The disagreement between medical records and surveys might also have reflected biased self-reports or unclear wording of questionnaire items. The estimated 74 percent sensitivity of the self-reports on orchiectomy indicates that 26 percent of men who had the procedure did not respond positively to the question about that procedure. Because it is unlikely that men would forget an orchiectomy received within the past 6 months, some of the underreporting might have been due to the respondents' reluctance to acknowledge a potentially embarrassing treatment that negatively affected their body image. Another possibility is that the wording of the question may have confused some men. The question specifically asked about testicles, which may have been an unfamiliar term for some participants. For orchiectomy, educational level was a statistically significant predictor of agreement in our regression model: for self-reports from men with less than a high school education, adjusted agreement with medical records was lower. Therefore, future studies should design questions appropriate for subjects with lower educational levels.
Poor agreement could have arisen from incomplete medical records abstraction. Although the PCOS attempted to abstract records from all treating physicians, we might have missed some, particularly the office-based physicians. This omission could certainly account for much of the poor agreement on hormone pills, which are prescribed almost exclusively in physicians' offices. Our study suggests that medical record review may not necessarily be the gold standard for hormone pills and shots, unless investigators are certain that all physicians treating the patient were contacted and consented to record reviews. In our study, more than 40 percent of the men who reported taking hormone pills had no such evidence in their medical record abstracts (estimated positive predictive value given in table 3). Men might also have inaccurately reported hormone pill use because they confused hormone pills with other medications. However, a Swedish prospective cohort study of more than 16,000 women aged 4573 years confirmed the validity of self-reporting current use of hormone therapy (estrogens, progestogens, or their combination) when compared with a 7-day personal diary (15). Although the Swedish study might not be generalizable to prostate cancer, patient surveys may be more accurate than medical record abstracts regarding self-administered oral medications, especially when investigators cannot be certain they have accessed all relevant providers' records.
A fifth reason for disagreement could have been poor patient compliance with prescription regimens. For example, patients might not have taken their hormone pills or not even filled their prescriptions. This noncompliance might have led to lower sensitivity when the medical records were considered the gold standard. Poor patient compliance might partly explain why more than 30 percent of men did not acknowledge taking hormone pills despite medical records indicating that they had been given a prescription (estimated sensitivity shown in table 3).

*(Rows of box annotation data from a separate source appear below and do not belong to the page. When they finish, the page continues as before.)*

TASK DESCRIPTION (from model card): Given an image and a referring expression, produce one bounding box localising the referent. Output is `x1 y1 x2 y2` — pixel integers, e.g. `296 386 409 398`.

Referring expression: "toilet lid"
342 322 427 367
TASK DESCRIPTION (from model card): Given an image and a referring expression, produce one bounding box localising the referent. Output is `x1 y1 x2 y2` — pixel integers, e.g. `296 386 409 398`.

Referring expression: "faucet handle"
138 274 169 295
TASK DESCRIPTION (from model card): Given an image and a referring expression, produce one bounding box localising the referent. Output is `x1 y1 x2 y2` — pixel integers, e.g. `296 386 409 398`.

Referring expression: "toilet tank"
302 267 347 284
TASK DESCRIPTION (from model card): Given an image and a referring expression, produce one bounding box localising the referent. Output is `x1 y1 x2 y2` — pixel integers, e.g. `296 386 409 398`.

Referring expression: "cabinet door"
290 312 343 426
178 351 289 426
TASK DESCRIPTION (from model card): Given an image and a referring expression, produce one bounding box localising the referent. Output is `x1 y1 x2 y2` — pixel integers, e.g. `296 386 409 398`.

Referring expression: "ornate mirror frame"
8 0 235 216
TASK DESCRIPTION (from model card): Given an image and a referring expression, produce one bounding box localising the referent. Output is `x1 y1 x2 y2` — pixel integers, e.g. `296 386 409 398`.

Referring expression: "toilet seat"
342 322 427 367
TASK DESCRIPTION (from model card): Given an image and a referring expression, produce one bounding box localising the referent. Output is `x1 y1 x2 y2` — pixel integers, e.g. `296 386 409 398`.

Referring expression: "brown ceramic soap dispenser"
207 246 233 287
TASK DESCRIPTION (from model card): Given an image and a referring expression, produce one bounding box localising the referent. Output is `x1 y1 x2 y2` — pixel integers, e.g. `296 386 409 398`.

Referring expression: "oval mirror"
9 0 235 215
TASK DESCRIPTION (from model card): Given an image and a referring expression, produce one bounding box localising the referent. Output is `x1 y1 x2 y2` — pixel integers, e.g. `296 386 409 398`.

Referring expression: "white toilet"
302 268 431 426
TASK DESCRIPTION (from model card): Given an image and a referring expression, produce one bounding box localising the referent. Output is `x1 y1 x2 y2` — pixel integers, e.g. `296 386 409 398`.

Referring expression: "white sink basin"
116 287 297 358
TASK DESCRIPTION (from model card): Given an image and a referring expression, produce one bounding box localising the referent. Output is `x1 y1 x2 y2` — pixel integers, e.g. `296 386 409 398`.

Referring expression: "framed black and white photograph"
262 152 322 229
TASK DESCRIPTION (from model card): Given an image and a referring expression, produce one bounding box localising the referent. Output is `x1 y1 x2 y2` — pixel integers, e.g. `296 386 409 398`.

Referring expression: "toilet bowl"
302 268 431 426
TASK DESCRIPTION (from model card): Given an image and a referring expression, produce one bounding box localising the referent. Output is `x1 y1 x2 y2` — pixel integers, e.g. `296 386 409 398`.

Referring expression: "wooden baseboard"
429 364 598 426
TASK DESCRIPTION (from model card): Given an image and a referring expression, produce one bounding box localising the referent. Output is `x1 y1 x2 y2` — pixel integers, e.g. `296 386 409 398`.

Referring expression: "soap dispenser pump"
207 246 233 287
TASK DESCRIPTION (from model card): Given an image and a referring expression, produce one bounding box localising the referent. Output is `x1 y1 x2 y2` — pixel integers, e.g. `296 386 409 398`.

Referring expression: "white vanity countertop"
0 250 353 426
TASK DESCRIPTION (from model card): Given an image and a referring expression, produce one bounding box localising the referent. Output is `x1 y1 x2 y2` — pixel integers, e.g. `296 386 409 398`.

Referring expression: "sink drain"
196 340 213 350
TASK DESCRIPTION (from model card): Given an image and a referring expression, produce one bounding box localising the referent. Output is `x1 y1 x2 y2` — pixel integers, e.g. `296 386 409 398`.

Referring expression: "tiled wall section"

This finding suggests that patients should be asked whether hormone pills were prescribed for prostate cancer in addition to asking the current question, "Have you taken hormone pills for prostate cancer?"
Our results showed that agreement between self-reported and medical-record-based initial treatment (except for radiation) was lower for Hispanics and Blacks than for Whites after we controlled for tumor registry, income, age, and educational level. The adjusted agreement was also poorer for older men than for younger men.
We also performed logistic regression analyses that included indicator variables for clinical disease stage. The adjusted proportions of agreement generally did not change much between levels of clinical stages, although agreement tended to worsen somewhat with increasing stage for each type of therapy. However, the adjusted agreement for hormone pills was much worse for patients with stage T3 or T4 disease. One possible reason for this finding is that men with more advanced disease may be more likely than men with early-stage disease to be prescribed hormone pills by medical oncologists to manage their condition, because hormonal therapy is usually given alone for advanced disease but as adjuvant therapy to other local treatments (surgery or radiotherapy) for early-stage disease. In the PCOS, abstraction of records from specialists was not as comprehensive as abstraction from urologist or radiation oncologist records.
One limitation of our study is that we did not obtain the date of surgery, radiation, or orchiectomy on the patient survey, although this information was collected in medical record abstracts. This variable may be important for some quality-of-life studies. It is conceivable that agreement on timing of treatment will not be as high as agreement on treatment itself. Also, because PCOS nonresponders were slightly older and from areas with lower levels of educational attainment (1), the missing responses might have led us to slightly overestimate agreement between self-report and medical record, except for radiation therapy, for which agreement was not associated with age and education.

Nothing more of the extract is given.